Negli ultimi 100 anni la disponibilità d’acqua nel mondo è cambiata di pari passo con i cambiamenti climatici. Di chi è la responsabilità? Dell’uomo in ogni caso, che ha inciso profondamente sull’equilibrio del ciclo idrologico, compromettendo il bilanciamento tra acqua in entrata tramite le precipitazioni e acqua in uscita tramite l’evaporazione.

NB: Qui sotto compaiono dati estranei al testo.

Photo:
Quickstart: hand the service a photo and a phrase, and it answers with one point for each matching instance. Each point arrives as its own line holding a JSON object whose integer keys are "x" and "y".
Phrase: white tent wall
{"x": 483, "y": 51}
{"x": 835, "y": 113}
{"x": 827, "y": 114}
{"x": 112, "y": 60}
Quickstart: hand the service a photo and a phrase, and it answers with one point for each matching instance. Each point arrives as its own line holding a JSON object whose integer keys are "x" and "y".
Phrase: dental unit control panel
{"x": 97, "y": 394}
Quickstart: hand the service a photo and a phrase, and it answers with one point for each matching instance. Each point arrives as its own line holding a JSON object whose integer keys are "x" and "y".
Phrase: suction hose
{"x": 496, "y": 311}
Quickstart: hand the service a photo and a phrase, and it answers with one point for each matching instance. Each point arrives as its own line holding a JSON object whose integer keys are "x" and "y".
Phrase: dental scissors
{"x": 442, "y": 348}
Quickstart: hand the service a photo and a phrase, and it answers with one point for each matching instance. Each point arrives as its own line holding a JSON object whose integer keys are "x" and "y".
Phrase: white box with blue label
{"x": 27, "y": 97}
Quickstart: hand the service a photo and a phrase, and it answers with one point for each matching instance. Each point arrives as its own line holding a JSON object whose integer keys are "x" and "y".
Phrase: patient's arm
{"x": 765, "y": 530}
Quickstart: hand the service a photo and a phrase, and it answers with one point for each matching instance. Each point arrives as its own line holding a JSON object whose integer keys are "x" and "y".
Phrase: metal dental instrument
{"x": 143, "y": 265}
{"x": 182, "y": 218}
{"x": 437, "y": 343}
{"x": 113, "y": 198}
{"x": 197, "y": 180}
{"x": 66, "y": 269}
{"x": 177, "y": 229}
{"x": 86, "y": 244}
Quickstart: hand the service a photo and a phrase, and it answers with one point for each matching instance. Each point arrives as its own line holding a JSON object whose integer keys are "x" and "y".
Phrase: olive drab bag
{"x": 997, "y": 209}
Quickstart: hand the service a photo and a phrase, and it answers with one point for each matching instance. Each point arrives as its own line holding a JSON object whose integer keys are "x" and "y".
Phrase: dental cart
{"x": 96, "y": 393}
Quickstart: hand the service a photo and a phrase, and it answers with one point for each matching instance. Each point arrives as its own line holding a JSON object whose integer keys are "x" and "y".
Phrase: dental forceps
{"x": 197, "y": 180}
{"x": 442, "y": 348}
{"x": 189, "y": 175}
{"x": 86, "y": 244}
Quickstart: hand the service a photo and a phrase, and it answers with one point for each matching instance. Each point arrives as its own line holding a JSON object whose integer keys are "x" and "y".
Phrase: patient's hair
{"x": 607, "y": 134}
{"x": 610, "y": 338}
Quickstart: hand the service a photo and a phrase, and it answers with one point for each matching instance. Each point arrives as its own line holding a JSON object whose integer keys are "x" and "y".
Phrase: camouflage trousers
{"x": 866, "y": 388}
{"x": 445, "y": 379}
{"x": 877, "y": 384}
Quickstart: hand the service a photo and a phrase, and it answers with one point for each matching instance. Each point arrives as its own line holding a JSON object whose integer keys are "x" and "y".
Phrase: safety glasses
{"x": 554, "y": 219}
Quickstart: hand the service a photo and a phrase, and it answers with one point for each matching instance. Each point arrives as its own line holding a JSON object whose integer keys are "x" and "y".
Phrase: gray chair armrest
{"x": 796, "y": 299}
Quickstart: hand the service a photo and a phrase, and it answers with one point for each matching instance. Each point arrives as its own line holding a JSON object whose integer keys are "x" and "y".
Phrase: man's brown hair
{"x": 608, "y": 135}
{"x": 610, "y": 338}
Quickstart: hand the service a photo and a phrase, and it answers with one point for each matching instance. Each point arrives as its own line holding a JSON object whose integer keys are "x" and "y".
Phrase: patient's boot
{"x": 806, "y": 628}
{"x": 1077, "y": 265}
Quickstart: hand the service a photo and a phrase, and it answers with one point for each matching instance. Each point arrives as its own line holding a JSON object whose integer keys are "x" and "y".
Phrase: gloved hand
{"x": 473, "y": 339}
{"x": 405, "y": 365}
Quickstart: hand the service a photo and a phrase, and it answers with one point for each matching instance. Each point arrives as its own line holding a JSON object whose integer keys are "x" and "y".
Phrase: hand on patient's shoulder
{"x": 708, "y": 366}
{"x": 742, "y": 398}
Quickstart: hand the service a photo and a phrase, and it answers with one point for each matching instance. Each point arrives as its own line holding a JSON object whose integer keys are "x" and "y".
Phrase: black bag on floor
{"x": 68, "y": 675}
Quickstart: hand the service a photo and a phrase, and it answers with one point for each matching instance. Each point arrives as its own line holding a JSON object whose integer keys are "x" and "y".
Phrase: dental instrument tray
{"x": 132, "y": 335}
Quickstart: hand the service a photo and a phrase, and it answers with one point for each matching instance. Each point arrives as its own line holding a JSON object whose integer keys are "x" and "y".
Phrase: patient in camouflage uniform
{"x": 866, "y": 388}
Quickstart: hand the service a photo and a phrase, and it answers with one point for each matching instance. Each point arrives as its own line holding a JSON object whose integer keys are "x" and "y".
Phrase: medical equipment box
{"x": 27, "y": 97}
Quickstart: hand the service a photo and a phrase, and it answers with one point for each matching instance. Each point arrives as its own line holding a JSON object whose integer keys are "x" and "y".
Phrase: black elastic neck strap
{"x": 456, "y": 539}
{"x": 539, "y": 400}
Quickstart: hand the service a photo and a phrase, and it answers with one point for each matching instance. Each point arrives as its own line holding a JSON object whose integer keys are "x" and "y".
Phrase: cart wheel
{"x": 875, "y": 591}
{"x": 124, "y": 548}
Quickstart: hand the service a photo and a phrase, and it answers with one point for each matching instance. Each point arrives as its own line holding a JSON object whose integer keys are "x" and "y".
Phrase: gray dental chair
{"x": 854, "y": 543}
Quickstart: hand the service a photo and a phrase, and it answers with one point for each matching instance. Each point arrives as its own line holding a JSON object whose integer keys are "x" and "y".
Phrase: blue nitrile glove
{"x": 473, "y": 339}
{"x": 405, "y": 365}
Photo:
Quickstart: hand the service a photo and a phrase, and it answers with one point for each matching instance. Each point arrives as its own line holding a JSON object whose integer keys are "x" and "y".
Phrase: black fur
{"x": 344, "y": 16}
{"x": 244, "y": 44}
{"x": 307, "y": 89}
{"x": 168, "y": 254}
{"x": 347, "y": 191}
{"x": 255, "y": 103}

La rivelazione, anche se forse è meglio dire la conferma, arriva dallo studio “Observed changes in dry-season water availability attributed to human-induced climate change” recentemente pubblicato sulla rivista Nature geosciences.
Le due fasi della ricerca
La ricerca è stata suddivisa in due fasi: nella prima, sono state confrontate le mappe globali della distribuzione dell’acqua disponibile nel suolo dal 1902 al 2014. In particolare, i ricercatori hanno indagato la disponibilità media di acqua nei due intervalli 1902-1950 e 1985-2014.
Terre più aride e più umide
Gli studiosi hanno scoperto che a livello globale c’è stata una riduzione media della disponibilità d’acqua. Alcune zone, quelle di medie latitudini, hanno sperimentato l’aumento dell’aridità nel mese più secco dell’anno. Si tratta di oltre la metà della superficie terrestre, tra il 57 e il 59%, distribuita tra Europa, Nord America occidentale, Asia settentrionale, Sud America meridionale, Australia e Africa orientale. Gli scienziati hanno scoperto che la maggiore evaporazione d’acqua, piuttosto che la riduzione delle precipitazioni, ha inoltre provocato l’intensificarsi delle stagioni secche.
All’opposto, il 41-43% delle terre in Cina, in Asia sud-orientale e nel Sahel hanno registrato un aumento dell’umidità.
La conferma: l’origine antropogenica della disponibilità di acqua nel mondo
Nella seconda fase, lo studio ha ricercato la causa di questo cambiamento. Ha escluso l’impatto della variabilità naturale individuando l’origine antropogenica come unica spiegazione della variazione di disponibilità d’acqua terrestre.
Per riuscirci sono state comparate tre configurazioni della distribuzione di acqua nel mondo attraverso un’analisi multi-modello. Si è confrontata la situazione del mondo del 1850 cosiddetto preindustriale, del mondo oggi e del mondo che avremmo osservato se la variabilità naturale fosse stata l’unica a influire sul clima.
“Con e senza l’attività umana, le simulazioni ci catapultano in un inizio di ventunesimo secolo completamente diverso, mentre il mondo del preindustriale non è così differente da quello che avremmo avuto oggi senza l’influenza dell’uomo sul sistema climatico”, spiega in una nota Daniele Peano, ricercatore della fondazione Cmcc-Centro euro-mediterraneo sui cambiamenti climatici, tra gli autori dello studio.
La domanda sorge spontanea: come cambierà la disponibilità di acqua nel mondo domani? Quanto l’uomo continuerà a incidere i cicli naturali? Non resta che sperare nell’impegno singolo e collettivo nel preservare il mondo come lo conosciamo oggi.